What are template misfolding proteins?
To understand pathologically misfolding proteins, we first need to understand “healthy” proteins. In a healthy cell, proteins are produced and then folded to suit the job they are designed for. A misfolded protein is normally useless, and will get refolded or disposed of. However, in the case of these diseased proteins, the misfolded protein will provide a “template” for the conversion of new protein. When the two come into contact, the healthy protein will misfold to match the “template” provided. Over time, more and more of this misfolded protein will accumulate, creating aggregates that are deposited in the central nervous system. Protein aggregates are neurotoxic, causing neuronal injury or death and furthering disease progression.

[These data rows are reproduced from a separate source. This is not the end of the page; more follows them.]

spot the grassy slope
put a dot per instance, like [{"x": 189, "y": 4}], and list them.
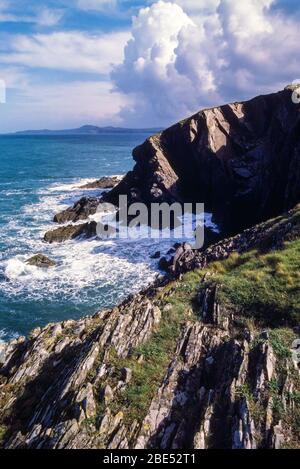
[{"x": 262, "y": 290}]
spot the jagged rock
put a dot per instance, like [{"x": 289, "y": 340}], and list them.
[
  {"x": 108, "y": 394},
  {"x": 39, "y": 260},
  {"x": 156, "y": 255},
  {"x": 106, "y": 182},
  {"x": 264, "y": 237},
  {"x": 126, "y": 375},
  {"x": 64, "y": 233},
  {"x": 231, "y": 152},
  {"x": 86, "y": 398},
  {"x": 81, "y": 210}
]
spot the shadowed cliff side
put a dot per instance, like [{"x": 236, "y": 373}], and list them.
[
  {"x": 204, "y": 361},
  {"x": 242, "y": 160}
]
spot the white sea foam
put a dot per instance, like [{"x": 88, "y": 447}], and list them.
[{"x": 104, "y": 270}]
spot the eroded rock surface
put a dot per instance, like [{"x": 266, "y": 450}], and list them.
[
  {"x": 242, "y": 160},
  {"x": 40, "y": 260},
  {"x": 106, "y": 182},
  {"x": 63, "y": 233},
  {"x": 168, "y": 369}
]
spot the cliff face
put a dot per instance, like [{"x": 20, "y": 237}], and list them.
[
  {"x": 205, "y": 361},
  {"x": 242, "y": 160}
]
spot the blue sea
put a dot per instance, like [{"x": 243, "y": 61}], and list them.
[{"x": 40, "y": 176}]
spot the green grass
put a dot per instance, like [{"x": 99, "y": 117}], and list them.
[
  {"x": 263, "y": 287},
  {"x": 157, "y": 352}
]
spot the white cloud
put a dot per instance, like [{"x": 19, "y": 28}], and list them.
[
  {"x": 223, "y": 50},
  {"x": 97, "y": 5},
  {"x": 70, "y": 51},
  {"x": 62, "y": 105},
  {"x": 43, "y": 17},
  {"x": 48, "y": 17}
]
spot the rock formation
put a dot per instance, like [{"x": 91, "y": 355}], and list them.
[
  {"x": 103, "y": 183},
  {"x": 173, "y": 367},
  {"x": 242, "y": 160},
  {"x": 63, "y": 233},
  {"x": 204, "y": 358},
  {"x": 40, "y": 260}
]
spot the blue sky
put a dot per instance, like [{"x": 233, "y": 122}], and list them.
[{"x": 139, "y": 63}]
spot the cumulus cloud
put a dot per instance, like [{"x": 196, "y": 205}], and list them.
[
  {"x": 43, "y": 16},
  {"x": 180, "y": 60},
  {"x": 96, "y": 5},
  {"x": 70, "y": 51},
  {"x": 61, "y": 105}
]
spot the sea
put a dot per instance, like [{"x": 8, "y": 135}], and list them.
[{"x": 40, "y": 176}]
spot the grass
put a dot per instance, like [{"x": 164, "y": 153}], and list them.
[
  {"x": 157, "y": 352},
  {"x": 262, "y": 287}
]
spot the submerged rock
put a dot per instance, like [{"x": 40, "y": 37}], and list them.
[
  {"x": 39, "y": 260},
  {"x": 130, "y": 378},
  {"x": 242, "y": 160},
  {"x": 87, "y": 230},
  {"x": 81, "y": 210},
  {"x": 103, "y": 183}
]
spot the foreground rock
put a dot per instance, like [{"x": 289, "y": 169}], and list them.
[
  {"x": 39, "y": 260},
  {"x": 86, "y": 206},
  {"x": 242, "y": 160},
  {"x": 103, "y": 183},
  {"x": 64, "y": 233},
  {"x": 81, "y": 210},
  {"x": 265, "y": 237},
  {"x": 173, "y": 367}
]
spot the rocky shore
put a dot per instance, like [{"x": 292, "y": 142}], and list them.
[
  {"x": 207, "y": 356},
  {"x": 175, "y": 366}
]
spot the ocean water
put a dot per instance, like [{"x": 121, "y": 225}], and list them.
[{"x": 39, "y": 176}]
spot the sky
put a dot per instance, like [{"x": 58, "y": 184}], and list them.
[{"x": 139, "y": 63}]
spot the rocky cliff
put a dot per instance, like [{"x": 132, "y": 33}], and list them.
[
  {"x": 204, "y": 361},
  {"x": 242, "y": 160}
]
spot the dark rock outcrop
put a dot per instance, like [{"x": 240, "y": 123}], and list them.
[
  {"x": 265, "y": 237},
  {"x": 86, "y": 206},
  {"x": 39, "y": 260},
  {"x": 63, "y": 233},
  {"x": 106, "y": 182},
  {"x": 242, "y": 160},
  {"x": 81, "y": 384},
  {"x": 81, "y": 210}
]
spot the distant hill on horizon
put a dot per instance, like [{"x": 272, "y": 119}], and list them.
[{"x": 84, "y": 130}]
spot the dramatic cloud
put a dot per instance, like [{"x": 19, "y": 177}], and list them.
[
  {"x": 96, "y": 5},
  {"x": 221, "y": 50},
  {"x": 70, "y": 51},
  {"x": 43, "y": 16},
  {"x": 62, "y": 105}
]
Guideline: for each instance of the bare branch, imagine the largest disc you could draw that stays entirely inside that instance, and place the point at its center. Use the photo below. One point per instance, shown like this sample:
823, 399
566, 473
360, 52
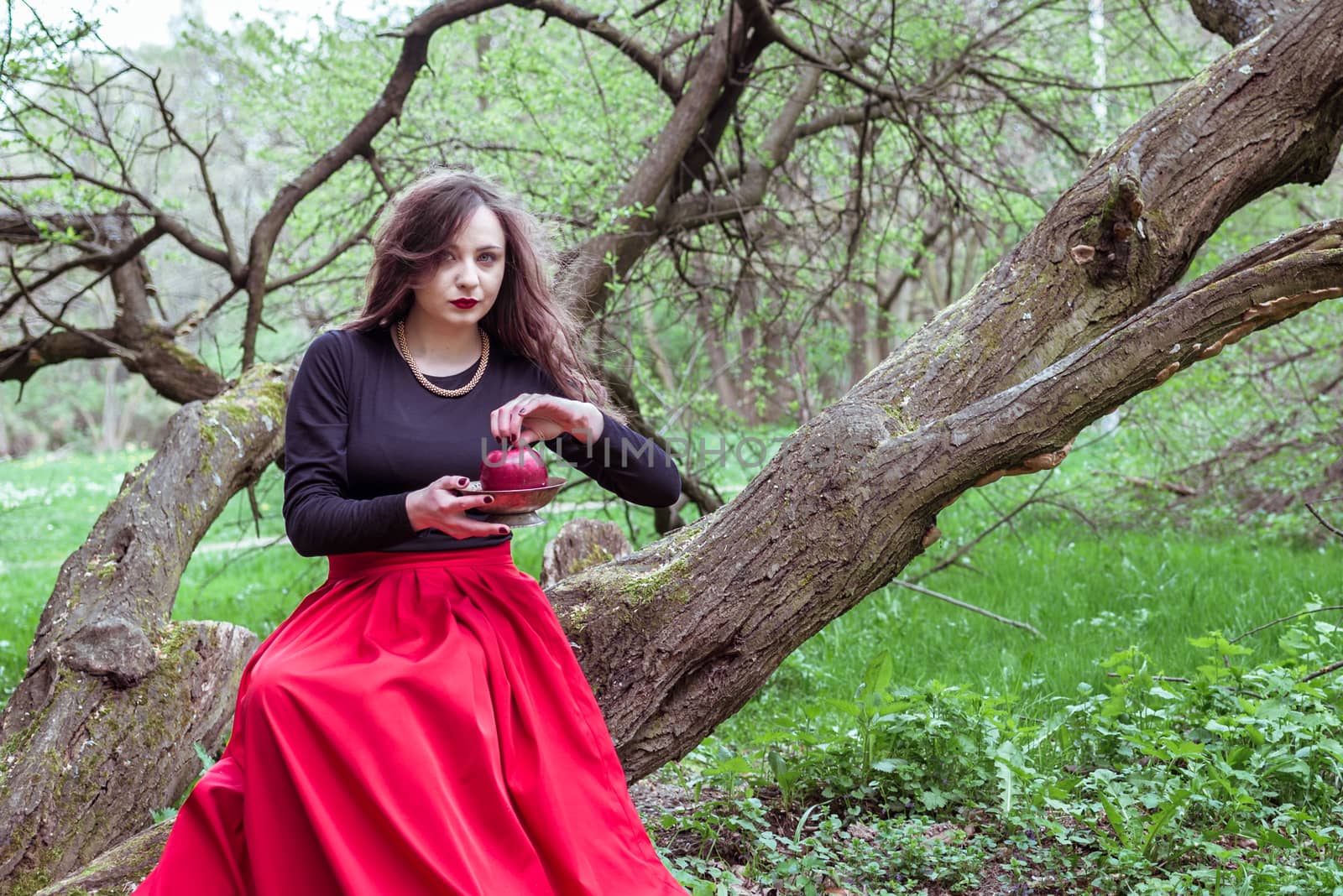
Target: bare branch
599, 26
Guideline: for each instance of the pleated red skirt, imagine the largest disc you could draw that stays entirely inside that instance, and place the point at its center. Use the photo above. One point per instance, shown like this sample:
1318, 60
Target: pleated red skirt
418, 726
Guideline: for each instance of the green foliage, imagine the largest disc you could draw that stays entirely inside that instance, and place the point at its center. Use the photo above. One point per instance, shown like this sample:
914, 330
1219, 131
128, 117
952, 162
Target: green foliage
1225, 784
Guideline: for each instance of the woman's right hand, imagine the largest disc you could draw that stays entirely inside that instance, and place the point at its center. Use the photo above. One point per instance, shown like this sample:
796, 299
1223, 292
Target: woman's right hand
442, 506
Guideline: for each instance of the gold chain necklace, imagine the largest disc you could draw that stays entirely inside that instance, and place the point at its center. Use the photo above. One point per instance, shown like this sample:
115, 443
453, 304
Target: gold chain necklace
438, 391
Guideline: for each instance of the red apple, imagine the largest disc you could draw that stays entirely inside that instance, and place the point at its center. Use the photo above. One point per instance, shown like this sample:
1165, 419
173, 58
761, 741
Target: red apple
514, 470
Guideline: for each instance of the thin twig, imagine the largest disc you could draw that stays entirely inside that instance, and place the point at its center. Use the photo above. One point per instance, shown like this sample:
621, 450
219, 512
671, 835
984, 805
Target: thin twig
1286, 618
1323, 522
1331, 667
970, 607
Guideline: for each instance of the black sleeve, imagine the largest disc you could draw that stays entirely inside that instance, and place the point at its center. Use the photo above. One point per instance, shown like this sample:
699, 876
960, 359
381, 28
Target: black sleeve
319, 517
621, 461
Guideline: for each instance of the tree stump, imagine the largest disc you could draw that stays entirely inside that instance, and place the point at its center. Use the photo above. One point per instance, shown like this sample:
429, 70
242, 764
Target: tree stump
118, 871
582, 544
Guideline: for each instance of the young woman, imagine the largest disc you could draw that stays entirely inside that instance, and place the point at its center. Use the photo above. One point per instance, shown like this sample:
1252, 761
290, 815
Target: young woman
420, 725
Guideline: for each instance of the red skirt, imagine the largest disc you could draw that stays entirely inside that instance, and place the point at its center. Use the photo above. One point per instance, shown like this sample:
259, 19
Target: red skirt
418, 726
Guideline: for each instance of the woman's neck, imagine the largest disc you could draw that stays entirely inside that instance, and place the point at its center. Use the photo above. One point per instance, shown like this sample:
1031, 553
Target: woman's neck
441, 351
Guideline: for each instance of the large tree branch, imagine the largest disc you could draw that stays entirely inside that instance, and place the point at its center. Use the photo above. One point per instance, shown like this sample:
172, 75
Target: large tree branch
698, 620
1268, 113
141, 342
1237, 20
116, 695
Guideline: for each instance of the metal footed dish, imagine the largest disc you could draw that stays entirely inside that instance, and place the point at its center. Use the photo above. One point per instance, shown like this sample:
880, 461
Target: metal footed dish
517, 508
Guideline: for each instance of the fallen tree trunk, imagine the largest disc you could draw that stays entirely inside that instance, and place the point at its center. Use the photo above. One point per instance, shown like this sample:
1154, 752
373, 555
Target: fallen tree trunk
1076, 320
678, 636
102, 727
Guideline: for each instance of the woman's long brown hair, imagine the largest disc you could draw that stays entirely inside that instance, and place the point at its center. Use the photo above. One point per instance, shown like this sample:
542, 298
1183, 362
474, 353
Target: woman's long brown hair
528, 318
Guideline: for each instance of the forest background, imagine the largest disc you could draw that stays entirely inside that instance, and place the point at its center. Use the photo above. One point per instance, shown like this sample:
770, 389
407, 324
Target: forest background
1131, 732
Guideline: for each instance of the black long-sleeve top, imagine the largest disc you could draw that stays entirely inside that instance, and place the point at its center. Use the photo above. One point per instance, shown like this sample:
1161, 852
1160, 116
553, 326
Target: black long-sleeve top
362, 432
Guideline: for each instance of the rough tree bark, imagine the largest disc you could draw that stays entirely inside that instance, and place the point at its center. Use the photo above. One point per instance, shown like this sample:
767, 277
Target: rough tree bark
678, 636
1076, 320
104, 723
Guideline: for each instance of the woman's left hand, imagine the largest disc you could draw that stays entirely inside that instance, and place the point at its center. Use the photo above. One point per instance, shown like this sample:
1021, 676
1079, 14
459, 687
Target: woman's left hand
535, 418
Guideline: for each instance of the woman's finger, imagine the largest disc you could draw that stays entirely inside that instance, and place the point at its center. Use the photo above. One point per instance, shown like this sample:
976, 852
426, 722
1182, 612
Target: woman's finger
472, 502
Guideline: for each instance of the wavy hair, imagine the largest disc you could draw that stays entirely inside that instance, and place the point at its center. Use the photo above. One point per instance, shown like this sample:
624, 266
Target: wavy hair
530, 317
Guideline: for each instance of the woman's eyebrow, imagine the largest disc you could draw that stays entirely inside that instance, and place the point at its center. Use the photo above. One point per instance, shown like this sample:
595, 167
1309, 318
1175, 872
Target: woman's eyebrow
478, 248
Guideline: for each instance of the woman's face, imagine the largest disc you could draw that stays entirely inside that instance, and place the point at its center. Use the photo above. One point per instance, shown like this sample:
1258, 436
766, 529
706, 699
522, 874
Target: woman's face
472, 268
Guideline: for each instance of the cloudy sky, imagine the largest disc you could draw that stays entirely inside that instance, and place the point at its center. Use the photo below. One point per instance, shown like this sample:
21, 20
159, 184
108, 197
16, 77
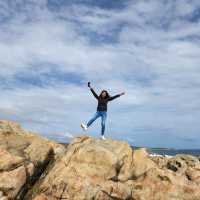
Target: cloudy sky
150, 49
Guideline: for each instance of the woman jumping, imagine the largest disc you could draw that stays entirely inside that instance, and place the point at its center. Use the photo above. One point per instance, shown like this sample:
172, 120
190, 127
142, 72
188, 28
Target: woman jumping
103, 100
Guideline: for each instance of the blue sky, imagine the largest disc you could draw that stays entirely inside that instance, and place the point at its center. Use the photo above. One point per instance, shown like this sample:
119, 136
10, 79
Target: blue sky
49, 49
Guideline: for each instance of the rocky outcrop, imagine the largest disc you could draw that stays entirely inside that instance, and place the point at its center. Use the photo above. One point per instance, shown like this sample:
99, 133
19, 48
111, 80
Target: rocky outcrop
23, 157
94, 169
34, 168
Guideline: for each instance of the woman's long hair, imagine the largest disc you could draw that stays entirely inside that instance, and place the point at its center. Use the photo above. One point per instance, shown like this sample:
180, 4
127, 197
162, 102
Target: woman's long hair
107, 94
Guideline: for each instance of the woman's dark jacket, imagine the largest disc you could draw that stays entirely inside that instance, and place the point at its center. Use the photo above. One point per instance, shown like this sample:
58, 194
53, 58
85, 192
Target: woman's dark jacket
102, 103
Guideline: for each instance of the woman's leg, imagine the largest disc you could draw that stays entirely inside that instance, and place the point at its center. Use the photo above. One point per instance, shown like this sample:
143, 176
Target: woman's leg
96, 115
103, 122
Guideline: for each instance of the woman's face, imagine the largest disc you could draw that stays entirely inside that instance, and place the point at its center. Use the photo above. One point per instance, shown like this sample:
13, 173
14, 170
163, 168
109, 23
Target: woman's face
103, 94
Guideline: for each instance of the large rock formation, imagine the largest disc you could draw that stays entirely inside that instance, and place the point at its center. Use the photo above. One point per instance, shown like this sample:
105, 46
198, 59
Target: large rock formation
23, 157
94, 169
34, 168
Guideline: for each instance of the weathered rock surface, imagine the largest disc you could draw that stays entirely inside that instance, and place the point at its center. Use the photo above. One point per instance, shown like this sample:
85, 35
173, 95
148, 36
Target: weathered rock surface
90, 169
94, 169
23, 156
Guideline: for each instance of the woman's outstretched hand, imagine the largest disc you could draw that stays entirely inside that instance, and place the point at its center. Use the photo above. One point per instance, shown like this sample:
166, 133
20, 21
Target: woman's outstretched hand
89, 85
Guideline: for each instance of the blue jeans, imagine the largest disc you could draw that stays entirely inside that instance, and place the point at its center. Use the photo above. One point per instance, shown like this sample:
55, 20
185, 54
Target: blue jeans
103, 115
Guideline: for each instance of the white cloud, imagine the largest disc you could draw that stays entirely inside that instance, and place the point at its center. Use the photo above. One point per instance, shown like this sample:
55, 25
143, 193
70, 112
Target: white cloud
149, 49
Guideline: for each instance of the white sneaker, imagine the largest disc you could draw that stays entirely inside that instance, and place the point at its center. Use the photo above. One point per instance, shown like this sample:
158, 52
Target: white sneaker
103, 138
83, 126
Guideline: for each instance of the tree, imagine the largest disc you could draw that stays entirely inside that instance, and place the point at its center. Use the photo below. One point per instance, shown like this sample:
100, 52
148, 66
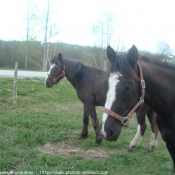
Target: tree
102, 32
50, 30
30, 20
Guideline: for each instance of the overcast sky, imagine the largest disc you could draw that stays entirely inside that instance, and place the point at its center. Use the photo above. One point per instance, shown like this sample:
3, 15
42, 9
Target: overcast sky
139, 22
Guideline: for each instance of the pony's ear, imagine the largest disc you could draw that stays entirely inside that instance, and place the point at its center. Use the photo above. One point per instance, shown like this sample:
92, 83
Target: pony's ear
60, 58
111, 54
133, 55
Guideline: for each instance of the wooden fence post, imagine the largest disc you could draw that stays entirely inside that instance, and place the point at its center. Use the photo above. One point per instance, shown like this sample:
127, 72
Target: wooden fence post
15, 85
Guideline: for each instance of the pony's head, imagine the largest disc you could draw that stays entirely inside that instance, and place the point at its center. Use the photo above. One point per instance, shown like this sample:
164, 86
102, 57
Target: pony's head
123, 91
56, 72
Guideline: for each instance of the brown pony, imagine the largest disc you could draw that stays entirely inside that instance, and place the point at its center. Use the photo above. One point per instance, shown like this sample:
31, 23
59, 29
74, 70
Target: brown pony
88, 82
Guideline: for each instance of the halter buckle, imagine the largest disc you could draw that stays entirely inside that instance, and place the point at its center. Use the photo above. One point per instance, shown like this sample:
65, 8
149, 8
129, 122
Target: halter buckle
125, 121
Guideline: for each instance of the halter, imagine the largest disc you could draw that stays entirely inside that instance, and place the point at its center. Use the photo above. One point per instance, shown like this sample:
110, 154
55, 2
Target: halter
54, 80
125, 120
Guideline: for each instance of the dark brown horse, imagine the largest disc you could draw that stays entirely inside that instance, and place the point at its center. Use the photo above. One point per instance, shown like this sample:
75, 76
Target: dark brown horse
131, 81
89, 84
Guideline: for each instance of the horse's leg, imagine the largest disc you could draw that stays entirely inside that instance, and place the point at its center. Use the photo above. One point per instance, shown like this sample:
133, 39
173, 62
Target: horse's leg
84, 132
140, 114
167, 132
95, 123
172, 152
155, 131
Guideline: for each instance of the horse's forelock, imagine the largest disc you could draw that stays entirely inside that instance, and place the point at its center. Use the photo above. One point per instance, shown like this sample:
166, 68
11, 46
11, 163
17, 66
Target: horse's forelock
123, 66
54, 60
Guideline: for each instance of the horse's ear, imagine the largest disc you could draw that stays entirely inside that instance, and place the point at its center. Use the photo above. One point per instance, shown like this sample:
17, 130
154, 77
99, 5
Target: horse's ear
111, 54
60, 58
133, 55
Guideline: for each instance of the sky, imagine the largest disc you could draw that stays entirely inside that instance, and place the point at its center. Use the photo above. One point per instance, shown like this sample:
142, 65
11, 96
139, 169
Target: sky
143, 23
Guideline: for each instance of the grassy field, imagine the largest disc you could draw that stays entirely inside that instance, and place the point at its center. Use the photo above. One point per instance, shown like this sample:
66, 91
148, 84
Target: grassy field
40, 136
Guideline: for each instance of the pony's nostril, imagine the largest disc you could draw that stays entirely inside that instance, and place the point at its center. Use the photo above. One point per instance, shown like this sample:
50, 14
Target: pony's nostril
110, 133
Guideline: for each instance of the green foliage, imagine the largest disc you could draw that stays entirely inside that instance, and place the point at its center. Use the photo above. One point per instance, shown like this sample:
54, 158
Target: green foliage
15, 51
54, 116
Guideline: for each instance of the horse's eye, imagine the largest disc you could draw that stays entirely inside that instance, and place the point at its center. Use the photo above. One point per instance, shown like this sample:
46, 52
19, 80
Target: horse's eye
128, 87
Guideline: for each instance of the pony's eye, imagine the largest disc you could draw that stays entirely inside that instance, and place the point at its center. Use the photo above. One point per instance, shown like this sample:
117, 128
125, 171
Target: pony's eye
128, 87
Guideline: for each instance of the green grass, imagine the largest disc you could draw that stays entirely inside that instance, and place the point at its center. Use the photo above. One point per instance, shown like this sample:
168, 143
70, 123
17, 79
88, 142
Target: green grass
54, 116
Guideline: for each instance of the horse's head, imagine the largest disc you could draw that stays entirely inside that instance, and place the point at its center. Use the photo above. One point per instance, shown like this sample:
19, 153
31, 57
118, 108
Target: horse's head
123, 91
56, 72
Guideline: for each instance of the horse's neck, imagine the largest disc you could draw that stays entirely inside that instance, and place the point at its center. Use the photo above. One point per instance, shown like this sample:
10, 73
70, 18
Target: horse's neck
70, 70
159, 92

The exact mechanism by which this misfolding occurs is unknown. In most cases it arises sporadically without a known cause; however, in some instances prion diseases can be inherited via genetic mutations or acquired through environmental exposure. Multiple types of proteins are known to undergo template misfolding, including Alpha-synuclein (α-syn), Amyloid Beta (Aβ), Tau, and PrP. Alpha-synuclein is associated with synucleinopathies such as Parkinson’s disease, Multiple System Atrophy and Dementia with Lewy Bodies, which are characterized largely by a decline in motor functions. Amyloid Beta and Tau are associated with Alzheimer’s, a disease affecting cognitive function and memory. PrP is associated with prion diseases, a group of spongiform encephalopathies, which affect multiple mammalian species and are rare in humans.
What is on the horizon
Currently, neurodegenerative disorders involving template misfolding proteins are invariably fatal. However, their common denominator, the misfolded protein aggregates, have implications for drug discovery and design. A common strategy in therapeutic development focuses on the reduction of neurotoxic protein aggregates; however, while this could be useful in delaying disease progression, it likely would not reverse or cure the disease. Gain’s current therapeutic candidate, GT-02287, would depart from this norm by targeting the start of the disease cascade, potentially inhibiting the onset of disease. GT-02287 is currently in a Phase 1 clinical trial, and has the potential to combat synucleinopathies and Parkinson’s disease.